— Ну вот, мой друг! — сказала она, когда за обедом подали на блюде великолепнейшего из индюков, когда-либо оглашавших воздух своим курлыканьем, — вот ты хотел меня давеча обидеть… сознайся же теперь, что ты был несправедлив ко мне!

— Маменька! — отвечал Яшенька, сконфуженный и растроганный, — позвольте мне доложить вам, что вы примернейшая из матерей!

Через неделю портной Семка принес совсем готовую поддевку и примерил ее на барчонке. Оказалось, что поддевка была сшита в самый раз и плотно облегала формы Яшеньки; но за всем тем в ней был один порок, который Яшенька не преминул заметить тотчас же. У Базиля поддевка сзади оттопыривалась и представляла приятную округлость, а у Яшеньки она просто висела.

— Это, брат, нехорошо! — сказал Яшенька, — надо, чтоб она оттопыривалась, как у Василия Петровича.

— А на чем же ей оттопыриваться-то! — отвечал Семка угрюмо, — у табуркинского барчонка склад-от женский, так она и оттопыривается… Да и бархат у него на поддевке… настоящий бархат, а не плис!

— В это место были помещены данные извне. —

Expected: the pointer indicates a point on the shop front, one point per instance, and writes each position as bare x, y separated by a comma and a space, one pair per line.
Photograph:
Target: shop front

— Как плис! что ты врешь! разве это плис?

— Так неужто ж бархат!

Семка презрительно улыбнулся, сказав это. Яшенька покраснел; он уже чувствовал, как вдруг вся кровь закипела в его жилах, он сознавал уже себя способным на всякую дерзость; но покуда он шел в маменькину комнату, волнение его постепенно утихало, и в сердце остался только крошечный осадок горечи, который, впрочем, и отозвался в благодарственной его речи к маменьке.

— Позвольте поблагодарить вас, милая маменька, — сказал он, целуя руку у Натальи Павловны, — за прекрасную плисовую (тут голос его как будто оборвался и задребезжал) поддевку, которою вам угодно было подарить меня… Я употреблю все усилия, чтобы заслужить эту новую ко мне вашу ласку…

И вместе с тем, как бы опасаясь, чтобы язык его не высказал более, нежели сколько следует, он тотчас же по произнесении этой речи повернулся спиной и удалился из комнаты.